En estos días en los que los bancos aún tienen cortado el grifo de los préstamos, los emprendedores con ideas y apenas dinero tienen pocas alternativas, mientras no pierden la esperanza de que el dinero ’caiga del cielo’ para poder arrancar su empresa. Un modelo de inyección de capital ‘divino’ es el de los ‘business angel’: inversores particulares, solventes, que suelen valorar su anonimato y, a modo de mecenas, aportan el capital inicial necesario en las primeras fases de la fundación de una empresa.

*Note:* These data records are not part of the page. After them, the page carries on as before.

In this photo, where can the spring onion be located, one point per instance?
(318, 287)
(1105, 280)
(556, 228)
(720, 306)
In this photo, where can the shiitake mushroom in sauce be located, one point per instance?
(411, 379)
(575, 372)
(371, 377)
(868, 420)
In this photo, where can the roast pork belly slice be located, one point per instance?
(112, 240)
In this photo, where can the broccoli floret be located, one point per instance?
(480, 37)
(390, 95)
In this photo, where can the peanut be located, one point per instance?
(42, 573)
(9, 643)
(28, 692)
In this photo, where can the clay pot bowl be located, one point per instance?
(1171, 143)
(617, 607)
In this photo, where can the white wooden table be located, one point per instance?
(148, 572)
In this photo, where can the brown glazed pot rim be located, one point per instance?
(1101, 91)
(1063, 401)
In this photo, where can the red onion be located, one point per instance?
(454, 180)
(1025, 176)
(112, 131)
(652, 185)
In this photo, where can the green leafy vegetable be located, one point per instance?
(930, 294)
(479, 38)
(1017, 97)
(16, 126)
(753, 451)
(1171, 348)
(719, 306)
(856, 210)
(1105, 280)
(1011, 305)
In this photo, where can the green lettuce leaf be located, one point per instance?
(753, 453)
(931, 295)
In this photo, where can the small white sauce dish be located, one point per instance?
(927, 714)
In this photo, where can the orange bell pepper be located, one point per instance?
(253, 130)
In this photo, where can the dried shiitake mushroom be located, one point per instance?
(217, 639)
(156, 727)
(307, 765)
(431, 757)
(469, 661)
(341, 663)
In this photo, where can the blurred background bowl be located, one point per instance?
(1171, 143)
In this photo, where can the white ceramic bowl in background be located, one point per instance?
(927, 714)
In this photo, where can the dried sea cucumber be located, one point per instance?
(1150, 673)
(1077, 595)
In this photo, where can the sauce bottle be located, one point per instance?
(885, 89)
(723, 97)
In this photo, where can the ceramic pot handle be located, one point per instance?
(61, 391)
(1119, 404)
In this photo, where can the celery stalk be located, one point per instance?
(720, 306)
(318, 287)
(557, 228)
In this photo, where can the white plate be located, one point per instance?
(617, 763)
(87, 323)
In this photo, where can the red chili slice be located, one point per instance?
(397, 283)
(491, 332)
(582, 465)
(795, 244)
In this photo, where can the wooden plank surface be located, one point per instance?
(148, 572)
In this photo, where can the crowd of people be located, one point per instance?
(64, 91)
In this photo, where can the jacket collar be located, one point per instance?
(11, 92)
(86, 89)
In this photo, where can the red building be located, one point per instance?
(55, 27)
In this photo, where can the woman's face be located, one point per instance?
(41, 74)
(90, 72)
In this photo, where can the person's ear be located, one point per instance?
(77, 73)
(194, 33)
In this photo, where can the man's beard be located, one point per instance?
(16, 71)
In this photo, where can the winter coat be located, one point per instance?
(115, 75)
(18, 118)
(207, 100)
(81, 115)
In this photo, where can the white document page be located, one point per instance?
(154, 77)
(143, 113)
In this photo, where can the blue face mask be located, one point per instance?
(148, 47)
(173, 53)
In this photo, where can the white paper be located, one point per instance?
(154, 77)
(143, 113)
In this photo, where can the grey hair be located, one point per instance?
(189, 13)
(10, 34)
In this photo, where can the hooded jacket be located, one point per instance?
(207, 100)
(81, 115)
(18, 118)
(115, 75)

Además de aportar dinero, también participan en ese arranque empresarial con sus conocimientos y red de contactos . El de los 'business angels' es un modelo de éxito que ha dado vida a gigantes (casi siempre tecnológico) como amazon, the body shop, starbucks, skype o google. Lo norma es que el 'angel' invierta su propio capital en proyectos innovadores faltos de financiación y que pueden implicar un nivel elevado de riesgo, pocas garantías de éxito (en su idea original) y falta de liquidez

¿Pero entonces por qué meterse en esta locura?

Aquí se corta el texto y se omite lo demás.